Nature Sketching for Mental Health and Creativity

Updated: Nov 10, 2021


After quitting social media, I went through a period of time where I didn’t know what I was doing with my art and I didn’t feel very motivated to create anything.


I questioned what the point of making art was anymore. At this point in the year, I had three unfinished oil paintings laying around and I just couldn’t seem to get myself motivated to pick them back up again.


I had stumbled across Julia Bausenhardt’s blog about nature sketching and decided to give it a try. No pressure, I wasn’t trying to sell anything and if it went wrong, who’s going to see it?



I love oil painting, but sometimes the process can be so tedious and take a while to let the layers dry.


I wanted something that I could just paint in one sitting and not have to lug a bunch of supplies with me. So, I decided to try something new just for fun and pick up some gouache paints and venture outside.

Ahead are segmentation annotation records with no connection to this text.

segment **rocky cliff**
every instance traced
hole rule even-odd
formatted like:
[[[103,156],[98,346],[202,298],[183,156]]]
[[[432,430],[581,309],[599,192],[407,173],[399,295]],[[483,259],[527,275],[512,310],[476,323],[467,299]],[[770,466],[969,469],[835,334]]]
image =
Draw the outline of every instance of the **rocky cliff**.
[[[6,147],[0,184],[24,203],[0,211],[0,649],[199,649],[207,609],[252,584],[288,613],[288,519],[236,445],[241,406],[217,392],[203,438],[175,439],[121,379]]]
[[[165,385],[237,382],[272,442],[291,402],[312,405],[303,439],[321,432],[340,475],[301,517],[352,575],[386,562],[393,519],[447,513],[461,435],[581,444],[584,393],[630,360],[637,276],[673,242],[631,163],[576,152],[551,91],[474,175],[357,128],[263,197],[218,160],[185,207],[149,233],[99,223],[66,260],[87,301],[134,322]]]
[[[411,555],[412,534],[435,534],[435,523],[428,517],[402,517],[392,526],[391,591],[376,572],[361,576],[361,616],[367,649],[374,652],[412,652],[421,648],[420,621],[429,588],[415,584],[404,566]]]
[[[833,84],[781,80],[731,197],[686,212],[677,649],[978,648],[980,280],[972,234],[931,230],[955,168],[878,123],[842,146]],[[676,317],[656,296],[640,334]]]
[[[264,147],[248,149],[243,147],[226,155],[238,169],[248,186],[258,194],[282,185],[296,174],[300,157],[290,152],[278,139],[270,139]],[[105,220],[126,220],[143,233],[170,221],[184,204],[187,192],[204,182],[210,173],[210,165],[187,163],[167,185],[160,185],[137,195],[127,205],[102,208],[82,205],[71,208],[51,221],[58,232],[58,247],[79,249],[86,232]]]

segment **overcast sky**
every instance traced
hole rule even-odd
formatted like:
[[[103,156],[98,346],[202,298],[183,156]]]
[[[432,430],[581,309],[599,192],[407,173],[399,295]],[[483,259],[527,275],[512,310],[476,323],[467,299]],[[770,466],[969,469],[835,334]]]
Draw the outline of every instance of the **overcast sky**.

I have always loved nature, but often I would look at it through my phone screen in the form of beautifully curated photos that I found on Pinterest.

Going outside and painting what I observed was a completely different and immersive experience! It was so nice just to unplug and feel like I was truly appreciating nature.

One of the most challenging things for me was painting quickly enough to capture the main scene before the light changed. As you can see from the photo at the top of the post and below, the scene that I painted was in daylight, but in the photo it is clearly sunset. It was also much cloudier when I started this painting. Things in nature can change a lot in an hour!



Not everything went smoothly though, the second time I went out to paint, I ended up leaving with my painting half finished and very tired from hiking around the lake trying to find the perfect scene to paint.


I brought my camping chair with me, but my set-up wasn’t as convenient as the first time. I had to set my water on the ground and keep my dirty brushes and paper towels in my lap, which made things a little messy. I also didn't like the way this painting was going at first, so I got frustrated and eventually left with some reference photos for later.




Overall, I enjoyed this process. It was very freeing, and I came back from these sessions feeling rejuvenated and inspired with many new ideas.


The moral of this story is…art should be fun! If you are feeling unmotivated try something new! Don’t overthink it and worry about sharing your sketches with anyone. While I did plan on making this experience into a blog post, I didn’t leave the house with the sole intention of creating content to share. That would've blocked my creativity and made the whole experience feel more like an obligation then fun.